Published in final edited form as: J Cogn Neurosci. 2021 May 1;33(6):1158–1196. doi: 10.1162/jocn_a_01708

Figure 11:

Figure 11:

Effects of various manipulations on the extent to which TE representations differentiate from V1. For all plots, Intact is the same result shown in Figure 6 from the intact model for ease of comparison (panel a is missing V3 and DP dorsal pathway layers). All of the following manipulations significantly impair the development of abstract TE categorical representations (i.e., TE is more similar to V1 and the other layers). a) Dorsal Where pathway lesions, including lateral inferior parietal sulcus (LIP), V3, and dorsal prelunate (DP).
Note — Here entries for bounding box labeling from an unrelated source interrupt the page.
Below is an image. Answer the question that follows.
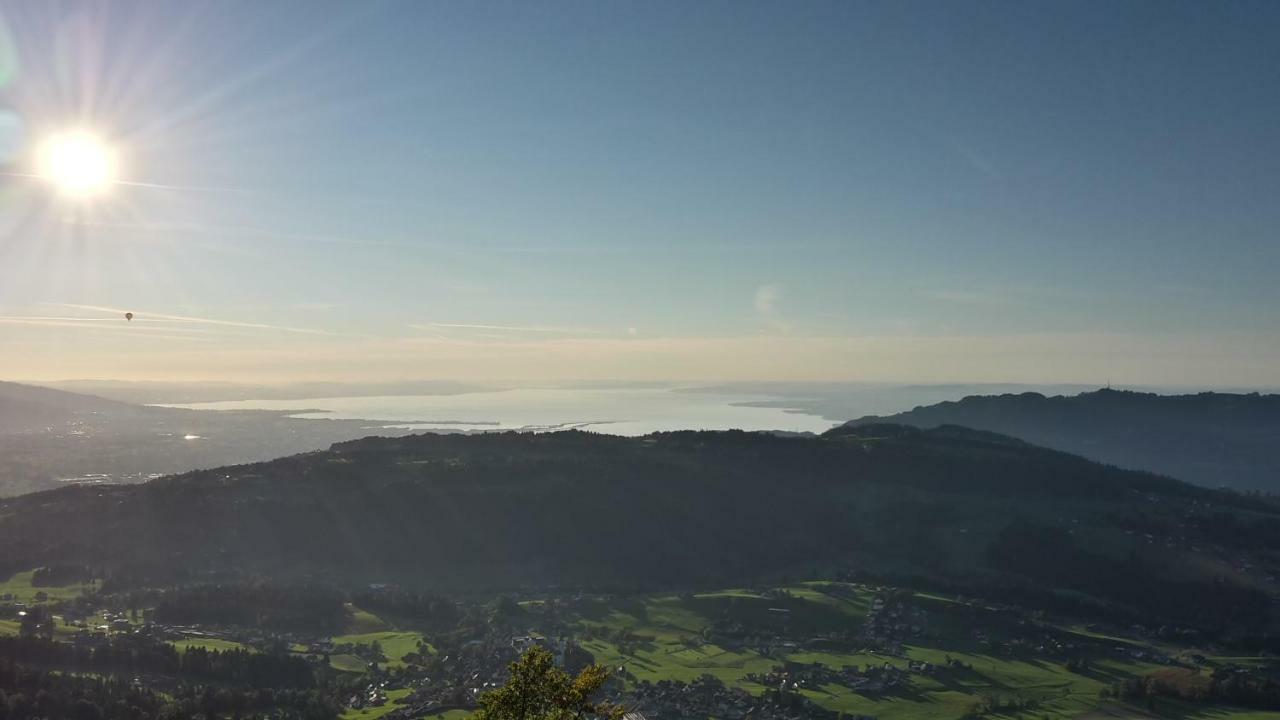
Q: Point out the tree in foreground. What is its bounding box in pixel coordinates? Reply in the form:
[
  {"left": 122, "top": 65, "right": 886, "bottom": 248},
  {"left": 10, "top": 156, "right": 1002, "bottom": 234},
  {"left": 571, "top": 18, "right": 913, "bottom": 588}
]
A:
[{"left": 474, "top": 647, "right": 623, "bottom": 720}]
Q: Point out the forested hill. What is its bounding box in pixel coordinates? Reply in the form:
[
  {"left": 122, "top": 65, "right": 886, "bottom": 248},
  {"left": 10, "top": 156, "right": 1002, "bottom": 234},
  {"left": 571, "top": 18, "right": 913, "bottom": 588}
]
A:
[
  {"left": 0, "top": 425, "right": 1280, "bottom": 632},
  {"left": 849, "top": 389, "right": 1280, "bottom": 492}
]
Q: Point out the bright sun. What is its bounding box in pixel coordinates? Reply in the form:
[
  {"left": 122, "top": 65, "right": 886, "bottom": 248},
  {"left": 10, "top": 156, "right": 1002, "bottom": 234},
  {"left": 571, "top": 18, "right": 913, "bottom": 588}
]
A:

This pathway is essential for regressing out location-based prediction errors, so that the residual errors concentrate feature-encoding errors that train the What pathway. b) Allowing the deep layers full access to current-time information, thus effectively eliminating the prediction demand and turning the network into an auto-encoder, which significantly impairs representation development, and supports the importance of the challenge of predictive learning for developing deeper, more abstract representations. c) Reducing the strength of Hebbian learning by 20% (from 2.5 to 2), demonstrating the essential role played by this form of learning on shaping categorical representations. Eliminating Hebbian learning entirely (not shown) prevented the model from learning anything at all, as it also plays a critical regularization and shaping role on learning.